Bâle, église St. Peter (St-Pierre)

C‘est en 1444, non loin de la chapelle, que la bataille de Saint-Jacques sur la Birse fit rage. Le mur latéral sud s‘effondra alors. Le concile qui siégeait à l‘époque à Bâle, accorda une indulgence pour la reconstruction. A la Réforme en 1529, la chapelle fut vidée, et elle fut déplacée vers la fin du 19e siècle à cause d‘une correction de la route. Lors du démantèlement, des fresques illustrant la légende de Saint Jacques apparurent. Pour la reconstruction, on réutilisa l‘ancienne voûte du chœur et l‘arc de triomphe. Une statue sculptée et colorée de Saint Jacques du 17e siècle, avec son bâton de pèlerin et son livre, contemple les fidèles.
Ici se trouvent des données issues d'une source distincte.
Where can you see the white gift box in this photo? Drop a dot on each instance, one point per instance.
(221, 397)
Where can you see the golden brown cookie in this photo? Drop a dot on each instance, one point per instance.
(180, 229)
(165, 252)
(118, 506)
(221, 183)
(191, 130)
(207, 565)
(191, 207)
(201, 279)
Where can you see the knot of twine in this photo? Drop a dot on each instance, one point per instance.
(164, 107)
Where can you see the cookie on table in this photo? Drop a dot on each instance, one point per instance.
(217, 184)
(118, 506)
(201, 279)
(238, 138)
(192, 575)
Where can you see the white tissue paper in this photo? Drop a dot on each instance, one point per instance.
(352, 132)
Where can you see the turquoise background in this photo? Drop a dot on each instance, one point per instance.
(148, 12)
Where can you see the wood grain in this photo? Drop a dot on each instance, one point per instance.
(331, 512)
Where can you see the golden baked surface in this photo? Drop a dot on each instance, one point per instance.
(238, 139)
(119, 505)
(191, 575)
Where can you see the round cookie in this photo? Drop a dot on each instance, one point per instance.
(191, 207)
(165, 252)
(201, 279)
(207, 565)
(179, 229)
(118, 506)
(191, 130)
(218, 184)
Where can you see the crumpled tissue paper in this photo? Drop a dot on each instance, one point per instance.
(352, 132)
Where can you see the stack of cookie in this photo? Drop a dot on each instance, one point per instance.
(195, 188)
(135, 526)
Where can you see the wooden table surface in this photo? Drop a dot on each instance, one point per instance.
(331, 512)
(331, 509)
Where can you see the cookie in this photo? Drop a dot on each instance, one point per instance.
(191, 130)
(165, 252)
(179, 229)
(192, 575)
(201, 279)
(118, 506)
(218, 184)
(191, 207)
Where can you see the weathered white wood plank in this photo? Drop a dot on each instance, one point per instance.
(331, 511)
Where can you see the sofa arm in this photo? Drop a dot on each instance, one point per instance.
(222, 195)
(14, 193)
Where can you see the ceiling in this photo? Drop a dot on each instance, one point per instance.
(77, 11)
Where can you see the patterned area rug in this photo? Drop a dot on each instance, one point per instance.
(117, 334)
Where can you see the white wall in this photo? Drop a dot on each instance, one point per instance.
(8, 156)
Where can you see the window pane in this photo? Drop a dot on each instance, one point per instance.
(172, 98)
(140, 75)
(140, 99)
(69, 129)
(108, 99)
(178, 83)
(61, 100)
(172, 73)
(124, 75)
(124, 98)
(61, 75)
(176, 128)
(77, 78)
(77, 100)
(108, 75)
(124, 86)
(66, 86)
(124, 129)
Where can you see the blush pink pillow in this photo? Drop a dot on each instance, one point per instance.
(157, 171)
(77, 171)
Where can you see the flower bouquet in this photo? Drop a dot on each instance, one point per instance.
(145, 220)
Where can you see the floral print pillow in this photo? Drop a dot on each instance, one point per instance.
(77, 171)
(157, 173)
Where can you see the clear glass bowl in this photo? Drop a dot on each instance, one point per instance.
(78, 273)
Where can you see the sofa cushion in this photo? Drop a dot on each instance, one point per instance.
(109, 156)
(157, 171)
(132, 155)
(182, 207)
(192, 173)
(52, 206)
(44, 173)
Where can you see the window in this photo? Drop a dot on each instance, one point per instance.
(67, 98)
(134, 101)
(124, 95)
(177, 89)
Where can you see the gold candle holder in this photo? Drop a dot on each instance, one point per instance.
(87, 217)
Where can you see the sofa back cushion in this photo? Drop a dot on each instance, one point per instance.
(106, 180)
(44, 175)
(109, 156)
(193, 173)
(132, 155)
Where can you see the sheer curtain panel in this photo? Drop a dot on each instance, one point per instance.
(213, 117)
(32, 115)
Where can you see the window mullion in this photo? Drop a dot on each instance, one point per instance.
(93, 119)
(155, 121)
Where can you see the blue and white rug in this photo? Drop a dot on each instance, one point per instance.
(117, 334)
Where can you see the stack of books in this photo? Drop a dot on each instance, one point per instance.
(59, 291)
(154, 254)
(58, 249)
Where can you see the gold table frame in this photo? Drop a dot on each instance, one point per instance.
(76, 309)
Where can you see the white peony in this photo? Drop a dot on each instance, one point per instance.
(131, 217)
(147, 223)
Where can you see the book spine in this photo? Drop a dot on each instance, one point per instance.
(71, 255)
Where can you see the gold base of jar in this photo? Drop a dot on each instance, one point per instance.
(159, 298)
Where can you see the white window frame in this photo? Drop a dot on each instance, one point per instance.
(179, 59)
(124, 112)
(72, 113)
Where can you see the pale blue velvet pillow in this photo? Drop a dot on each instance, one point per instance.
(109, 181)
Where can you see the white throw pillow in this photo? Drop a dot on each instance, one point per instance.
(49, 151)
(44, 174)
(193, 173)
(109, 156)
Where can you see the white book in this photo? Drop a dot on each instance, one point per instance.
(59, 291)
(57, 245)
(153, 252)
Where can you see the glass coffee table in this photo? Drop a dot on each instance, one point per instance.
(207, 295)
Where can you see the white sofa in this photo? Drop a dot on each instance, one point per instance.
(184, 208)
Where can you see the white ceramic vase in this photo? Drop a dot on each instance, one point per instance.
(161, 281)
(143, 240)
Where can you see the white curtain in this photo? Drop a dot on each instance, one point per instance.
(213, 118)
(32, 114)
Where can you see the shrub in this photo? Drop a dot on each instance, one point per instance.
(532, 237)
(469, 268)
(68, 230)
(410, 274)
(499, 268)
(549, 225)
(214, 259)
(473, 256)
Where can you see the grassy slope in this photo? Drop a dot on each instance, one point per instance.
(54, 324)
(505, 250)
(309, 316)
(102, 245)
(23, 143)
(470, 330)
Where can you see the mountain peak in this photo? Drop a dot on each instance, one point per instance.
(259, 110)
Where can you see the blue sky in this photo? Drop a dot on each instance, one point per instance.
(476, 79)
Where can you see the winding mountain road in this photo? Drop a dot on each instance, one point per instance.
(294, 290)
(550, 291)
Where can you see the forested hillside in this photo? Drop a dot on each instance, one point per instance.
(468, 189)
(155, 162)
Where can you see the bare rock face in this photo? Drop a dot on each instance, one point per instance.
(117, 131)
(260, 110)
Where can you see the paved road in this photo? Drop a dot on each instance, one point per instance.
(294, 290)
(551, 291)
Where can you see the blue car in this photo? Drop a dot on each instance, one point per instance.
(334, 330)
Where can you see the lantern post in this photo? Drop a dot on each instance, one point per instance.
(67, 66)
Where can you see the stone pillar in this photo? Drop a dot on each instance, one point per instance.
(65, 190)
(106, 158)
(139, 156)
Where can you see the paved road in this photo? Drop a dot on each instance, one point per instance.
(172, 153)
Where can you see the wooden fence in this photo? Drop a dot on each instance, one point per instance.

Tour recommandé à travers des ruelles tranquilles et idylliques (durée 2 hrs)

Bâle, "Petersgasse"

Schifflände – Blumenrain – Totentanz (église des Dominicains, aujourd‘hui catholique-chrétienne) – Petersgraben – Herbergsgasse – Petersgasse – Peterskirchplatz – Peterskirche (ouverte pendant la semaine; jubé, fresques) – Nadelberg – Spalenberg – Heuberg – Leonhardskirchplatz (église avec jubé; Lohnhof avec musée de la musique) – Leonhardsberg (descente) – Barfüsserplatz (musée historique dans la Barfüsserkirche) – Gerbergasse – Marktplatz (hôtel de ville) – Sattelgasse – Schneidergasse – (crochet à la Andreasplatz et/ou dans Imbergässchen) – Schneidergasse – Stadthausgasse – Fischmarkt (fontaine gothique avec statues de saints) – Tanzgässchen – Eisengasse – Schifflände – Rheinsprung – Elftausendjungferngässchen (escalier) – Martinskirchplatz – Martinsgasse – Augustinergasse – Münsterplatz avec la cathédrale, les cloîtres, la Pfalz et le musée éthnologique (Museum der Kulturen).

Puis retour via Augustinergasse – Rheinsprung jusqu‘au point de départ à Schifflände ou emprunter la liaison, passant devant la cathédrale, directement en direction de Rittergasse – St-Alban-Vorstadt – St. Jakob.